За горой растекалось высокое сияние, — вероятно, от укрытой там огромной, день и ночь работающей электростанции. Впрочем, электростанции еще никакой не было, она только строилась, да и то в другом месте, а тут просто всходила луна. Но Подопригора населял эти волчьи пади, чем ему было свойственно. Он слышал даже стуки дальнего поезда Красногорск-Челябинск Москва, на котором, бросив все дела, спешно отбыл сегодня в центр сам помнач строительства: вопрос о кредитах, о зарплате для рабочих перекрывал, глушил сейчас все прочее. На стройке в самом деле пахло серьезными затруднениями. Над снегами носились призрачные ярые голоса спорщиков из рабочкома, где целых полдня длилось измотавшее всех бурное совещание — по тому же поводу…

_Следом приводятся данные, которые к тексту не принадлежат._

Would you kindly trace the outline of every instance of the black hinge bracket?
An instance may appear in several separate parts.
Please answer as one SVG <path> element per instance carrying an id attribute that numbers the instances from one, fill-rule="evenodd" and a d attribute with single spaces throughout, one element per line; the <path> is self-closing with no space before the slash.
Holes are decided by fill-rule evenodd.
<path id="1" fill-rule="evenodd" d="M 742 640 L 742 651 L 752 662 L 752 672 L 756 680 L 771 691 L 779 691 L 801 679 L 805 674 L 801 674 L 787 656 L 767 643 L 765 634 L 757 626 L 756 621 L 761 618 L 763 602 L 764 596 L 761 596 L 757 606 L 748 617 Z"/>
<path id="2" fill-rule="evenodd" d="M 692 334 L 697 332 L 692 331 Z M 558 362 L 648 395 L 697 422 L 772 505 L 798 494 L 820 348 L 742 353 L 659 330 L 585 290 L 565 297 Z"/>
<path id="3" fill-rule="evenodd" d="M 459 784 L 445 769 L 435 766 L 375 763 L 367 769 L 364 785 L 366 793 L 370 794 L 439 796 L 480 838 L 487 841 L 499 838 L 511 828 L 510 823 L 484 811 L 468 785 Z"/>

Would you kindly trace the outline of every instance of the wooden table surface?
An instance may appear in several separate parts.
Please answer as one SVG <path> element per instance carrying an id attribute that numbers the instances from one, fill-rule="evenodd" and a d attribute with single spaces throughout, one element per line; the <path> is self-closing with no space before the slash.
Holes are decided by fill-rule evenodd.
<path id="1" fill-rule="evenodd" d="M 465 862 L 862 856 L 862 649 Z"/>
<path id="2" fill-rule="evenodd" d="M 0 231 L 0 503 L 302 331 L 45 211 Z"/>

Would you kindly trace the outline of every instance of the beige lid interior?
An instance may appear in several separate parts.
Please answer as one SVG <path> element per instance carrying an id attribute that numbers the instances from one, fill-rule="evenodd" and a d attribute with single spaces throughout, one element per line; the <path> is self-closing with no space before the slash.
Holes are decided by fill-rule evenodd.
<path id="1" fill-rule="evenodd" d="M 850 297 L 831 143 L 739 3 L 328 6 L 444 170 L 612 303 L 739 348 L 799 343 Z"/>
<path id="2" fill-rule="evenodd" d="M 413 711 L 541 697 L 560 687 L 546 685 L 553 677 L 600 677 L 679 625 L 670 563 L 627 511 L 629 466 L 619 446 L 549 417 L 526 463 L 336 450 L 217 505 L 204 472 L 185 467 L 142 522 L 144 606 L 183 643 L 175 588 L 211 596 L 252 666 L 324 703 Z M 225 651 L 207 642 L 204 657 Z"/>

И, как отдых, вдруг вспоминалось одно лицо — и строптивое и простодушно-веселое бабье лицо; оно останавливало мысли, убаюкивало. Приятно, попросту зачесанные назад русые волосы, озаренные горячей лампой… В первый раз придя в барак, Подопригора застал Полю врасплох: босоногая, в юбке, подоткнутой со всех сторон, потная, она сердито протирала пол в своей каморке. Поспешно отряхнувшись, Поля выпрямилась перед гостем, уперев мокрые руки в бока, и застыдившаяся и злобно-вызывающая.
— Так вы и есть уполномоченный? Слава тебе, дождались в кои-то веки…
И начала, и начала…
И про корявые, с наростом в два вершка, полы, для мытья которых не дают уборщиц, и что вода в бочке не всегда бывает, и что из-за табуреток драки, и что умываться негде — люди ходят по четыре дня не мывшись. А где баня? А где ЗРК, как на других участках посмотришь? А медпункт? Комендант — чистый Степа, а не работник, ничего у этой рохли не допросишься… Пряди на растрепанной Полиной голове вздыбились, как пики; она уж и то спохватилась, принялась яростно работать гребенкой, в то же время не переставая честить, честить…
Подопригора приглядывался к этой горячке и любопытственно и с усмешкой, как знающий кое-что побольше. Когда Поля приостановилась передохнуть, сказал:
— Это ты все правильно, товарищ, сигнализируешь, только в бараках нам ведь не век жить, а временно… Потом мы тут таких дворцов наворочаем!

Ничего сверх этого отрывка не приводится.